Is True if self.nAttribute and self.parent refer to the same attribute instance

uncertainRelationship

If uncertainRelationship is True, then uncertainRelationship will point to the uncertain relationship UncertainRelationship

localdistribution module

The model parameters in a ProbReM project are the conditional probability distributions (CPDs) defined for each probabilistic attribute defined in the model. They are also refered to as local distributions interchangeably.

Inheritance diagram of prm.localdistribution

class prm.localdistribution.CPD(attr)[source]

A conditional probability distribution CPD is defined for an attribute. This is an abstract version of a CPD that defines a set of methods all CPD implementations must provide.

attr

The Attribute that the CPD is associated with

logLikelihood(fullAssignment)[source]
Parameters:fullAssignment – List of values order such that [attributeValue,ParentValue1,ParentValue2,....]
Returns:Loglikelihood of fullAssignment
sample(paAssignment)[source]
Parameters:paAssignment – List of parent values
Returns:Randomly drawn sample of the CPD given the paAssignment
save()[source]

Saves the CPD to disk

class prm.localdistribution.CPDTabular(attr)[source]

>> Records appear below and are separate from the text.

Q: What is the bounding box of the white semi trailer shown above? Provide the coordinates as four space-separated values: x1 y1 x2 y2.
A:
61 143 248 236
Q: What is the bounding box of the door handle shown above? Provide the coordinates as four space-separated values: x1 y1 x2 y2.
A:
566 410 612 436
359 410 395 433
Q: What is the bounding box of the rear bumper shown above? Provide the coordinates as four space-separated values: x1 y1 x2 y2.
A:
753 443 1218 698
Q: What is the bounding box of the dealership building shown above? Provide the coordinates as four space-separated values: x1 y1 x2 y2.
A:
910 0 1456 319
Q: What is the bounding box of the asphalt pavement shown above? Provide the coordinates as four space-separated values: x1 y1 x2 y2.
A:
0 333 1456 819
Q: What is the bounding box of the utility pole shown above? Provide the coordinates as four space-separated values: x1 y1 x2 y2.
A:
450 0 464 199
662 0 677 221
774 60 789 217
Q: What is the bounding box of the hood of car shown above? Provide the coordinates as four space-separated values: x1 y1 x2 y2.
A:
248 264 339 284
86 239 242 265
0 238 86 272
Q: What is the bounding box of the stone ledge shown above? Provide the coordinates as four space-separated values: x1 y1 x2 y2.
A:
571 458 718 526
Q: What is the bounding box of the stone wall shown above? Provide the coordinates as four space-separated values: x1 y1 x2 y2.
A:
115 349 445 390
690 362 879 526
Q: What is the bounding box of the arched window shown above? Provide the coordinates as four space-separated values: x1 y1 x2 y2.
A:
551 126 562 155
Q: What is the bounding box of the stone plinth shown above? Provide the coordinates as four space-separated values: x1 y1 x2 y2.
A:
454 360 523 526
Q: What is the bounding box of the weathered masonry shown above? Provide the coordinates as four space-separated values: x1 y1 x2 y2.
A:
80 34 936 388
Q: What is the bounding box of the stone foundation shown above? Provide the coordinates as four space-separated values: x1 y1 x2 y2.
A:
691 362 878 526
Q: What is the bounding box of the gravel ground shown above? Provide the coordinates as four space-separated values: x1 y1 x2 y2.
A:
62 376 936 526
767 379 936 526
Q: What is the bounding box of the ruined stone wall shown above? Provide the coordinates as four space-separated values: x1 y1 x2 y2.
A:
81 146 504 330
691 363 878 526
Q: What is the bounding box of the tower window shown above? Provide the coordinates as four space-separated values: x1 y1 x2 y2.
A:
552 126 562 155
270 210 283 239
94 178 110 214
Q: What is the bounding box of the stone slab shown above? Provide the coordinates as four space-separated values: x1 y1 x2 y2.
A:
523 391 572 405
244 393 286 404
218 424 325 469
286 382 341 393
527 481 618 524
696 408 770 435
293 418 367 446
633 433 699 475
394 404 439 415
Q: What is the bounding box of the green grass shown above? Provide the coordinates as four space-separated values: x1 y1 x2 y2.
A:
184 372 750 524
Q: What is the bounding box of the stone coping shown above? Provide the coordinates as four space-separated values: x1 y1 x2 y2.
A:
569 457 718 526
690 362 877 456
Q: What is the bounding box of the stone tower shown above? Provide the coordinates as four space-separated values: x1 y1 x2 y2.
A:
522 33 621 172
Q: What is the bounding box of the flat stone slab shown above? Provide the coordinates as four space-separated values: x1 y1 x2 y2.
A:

The tabular representation of a CPD for discrete variables. A matrix of dimensions m x n, where

  • m is the number of possible parent assignments \prod_{pa \in Parents} |V(pa)|
  • n is the cardinalitiy of the attribute domain |V(attr)|

This matrix grows exponentially with the number of parents, thus not suited for large V-Structures.

computeCumulativeDist()[source]

Calculates the cumulative distribution of the tabular CPD by incrementally summing the columns

computeLogDists()[source]

Calculates the log probability distribution cpdLogMatrix and cumulative log probability distribution cumLogMatrix

conditionalDist(gbnV)[source]

Returns the conditional probability distribution of the gbnV given its parent values.

Parameters:gbnVGBN instance
Returns:A 1 x |attr.domain| numpy.array probability distribution
cpdLogMatrix

Log values of cpdMatrix

cpdMatrix

The CPD matrix of type numpy.array. The rows represent different parent assignments, the columns of a row define the distribution over the attribute.

cpdMatrixDim

Dimension of cpdMatrix

cumLogMatrix

Log values of cumMatrix

cumMatrix

Cumulativ cpdMatrix. Computed by computeCumulativeDist()

indexColumn(attrValue)[source]

See indexingCPD()

indexRow(parentAssignment)[source]

See indexingCPD()

indexingCPD(currentRow)[source]

Returns the row and column indices for a full assignment to the attribute attr. indexRow is the index of the row of the cpd matrix that corresponds to the assignment of the parent attributes. The parents attribute values are ordered the same way as in attr.parents. indexColumn is the index of the column that corresponds to the assignment of the attribute value itself.

Parameters:currentRow – List containing a full assignment, [attributeValue,`parentValue1`,`parentValue2`,....]
Returns:Tuple [indexRow,`indexColumn`]
initCPD()[source]

Computes the number of possible parent assigments and the index multipliers needed to compute the row index of a given parent assignment, see indexingCPD().

logLikelihood(fullAssignment)[source]
Parameters:fullAssignment – List of values order such that [attributeValue,`parentValue1`,`parentValue2`,....]
Returns:Loglikelihood of fullAssignment using cpdLogMatrix
reverseIndexRow(index)[source]

Computes the parent assignment given an row index of cpdMatrix

Parameters:index – Row index of cpdMatrix
Returns:Parent assignment associated with index
sample(paAssignment)[source]

Samples a random value using cumMatrix

Parameters:paAssignment – List of parent values
Returns:Randomly drawn sample of the CPD given the paAssignment
save(relPath='./localdistributions')[source]

Saves cpdMatrix to disk using numpy.save and outputs the XML specification that can be added to the PRM specification.

Parameters:relPath – Relative path to the local distribution files, starting from the directory where the model is instantiated from.
class prm.localdistribution.CPDTree[source]

Future implementation for a CPD based on a decision tree. No need so far.